Impedance Modeling and Mechanism Analysis of Low-Frequency Oscillations in Single-Phase MMC-RPC Integrated Vehicle-Grid Coupling System

Abstract

The single-phase modular multilevel converter-based railway static power conditioner (MMC-RPC) has significant advantages in governing the power quality problems in the traction power supply system. The mechanism analysis of low-frequency oscillations (LFOs) in the MMC-RPC integrated vehicle-grid coupling system when electric multiple units are put into operation is a critical issue, which has been investigated in this article. The third-order ac admittance models of single-phase MMC-RPC and vehicle rectifiers are developed for the first time. To comprehensively study the small-signal stability of the MMC-RPC integrated vehicle-grid coupling system, this article proposes a modal analysis method based on modal phase margin and parameter sensitivity and combined with the generalized Nyquist stability criterion. It is found that LFOs around 10 Hz or 48 Hz are prone to occur due to the interactions of MMC-RPC or vehicle rectifiers with the traction power grid.

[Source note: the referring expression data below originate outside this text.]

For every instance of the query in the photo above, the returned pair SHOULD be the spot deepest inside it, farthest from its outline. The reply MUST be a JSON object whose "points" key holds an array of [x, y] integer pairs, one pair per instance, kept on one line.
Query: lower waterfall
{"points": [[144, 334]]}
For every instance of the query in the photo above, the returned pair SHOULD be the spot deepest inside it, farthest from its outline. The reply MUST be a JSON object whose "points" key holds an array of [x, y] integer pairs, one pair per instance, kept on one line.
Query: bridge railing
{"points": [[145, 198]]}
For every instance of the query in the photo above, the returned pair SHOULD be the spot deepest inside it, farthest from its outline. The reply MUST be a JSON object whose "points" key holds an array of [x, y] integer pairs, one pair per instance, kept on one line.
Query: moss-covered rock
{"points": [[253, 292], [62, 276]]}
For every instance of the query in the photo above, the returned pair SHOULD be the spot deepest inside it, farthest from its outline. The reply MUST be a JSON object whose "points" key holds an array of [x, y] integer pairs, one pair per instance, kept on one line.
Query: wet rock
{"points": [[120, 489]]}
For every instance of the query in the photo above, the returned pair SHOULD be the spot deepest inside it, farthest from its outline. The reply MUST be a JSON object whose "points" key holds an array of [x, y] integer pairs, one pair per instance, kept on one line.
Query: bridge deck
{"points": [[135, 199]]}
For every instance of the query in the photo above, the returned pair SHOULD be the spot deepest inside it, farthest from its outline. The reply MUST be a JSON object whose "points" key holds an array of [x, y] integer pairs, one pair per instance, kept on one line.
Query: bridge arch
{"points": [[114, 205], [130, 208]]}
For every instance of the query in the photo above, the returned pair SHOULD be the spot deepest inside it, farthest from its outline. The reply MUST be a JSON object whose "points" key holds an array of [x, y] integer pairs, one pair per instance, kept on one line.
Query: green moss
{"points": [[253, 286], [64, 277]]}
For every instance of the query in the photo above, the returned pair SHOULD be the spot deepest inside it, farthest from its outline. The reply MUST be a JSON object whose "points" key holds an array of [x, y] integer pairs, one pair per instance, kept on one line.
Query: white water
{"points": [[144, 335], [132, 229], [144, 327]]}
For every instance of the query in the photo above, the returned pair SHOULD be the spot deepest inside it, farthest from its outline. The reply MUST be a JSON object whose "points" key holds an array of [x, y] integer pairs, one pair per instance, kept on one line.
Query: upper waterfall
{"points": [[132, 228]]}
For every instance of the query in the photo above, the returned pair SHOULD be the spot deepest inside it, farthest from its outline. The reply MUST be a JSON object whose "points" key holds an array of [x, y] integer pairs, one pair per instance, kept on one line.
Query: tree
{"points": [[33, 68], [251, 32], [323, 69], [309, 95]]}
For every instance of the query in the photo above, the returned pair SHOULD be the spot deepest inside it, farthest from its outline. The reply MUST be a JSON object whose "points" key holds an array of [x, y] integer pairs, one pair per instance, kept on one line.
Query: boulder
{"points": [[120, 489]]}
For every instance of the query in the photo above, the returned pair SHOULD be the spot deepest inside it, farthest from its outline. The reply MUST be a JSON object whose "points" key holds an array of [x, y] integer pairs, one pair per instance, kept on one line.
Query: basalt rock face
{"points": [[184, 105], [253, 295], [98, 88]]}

To reveal the LFO mechanism, dominant modes and key parameters leading to LFOs in different working scenarios are clarified, and a series of guidelines are proposed for LFO elimination. Furthermore, the effects of control loops and power flow of MMC-RPC on system stability are revealed in detail. Finally, real-time hardware-in-the-loop experimental results validate the theoretical analysis.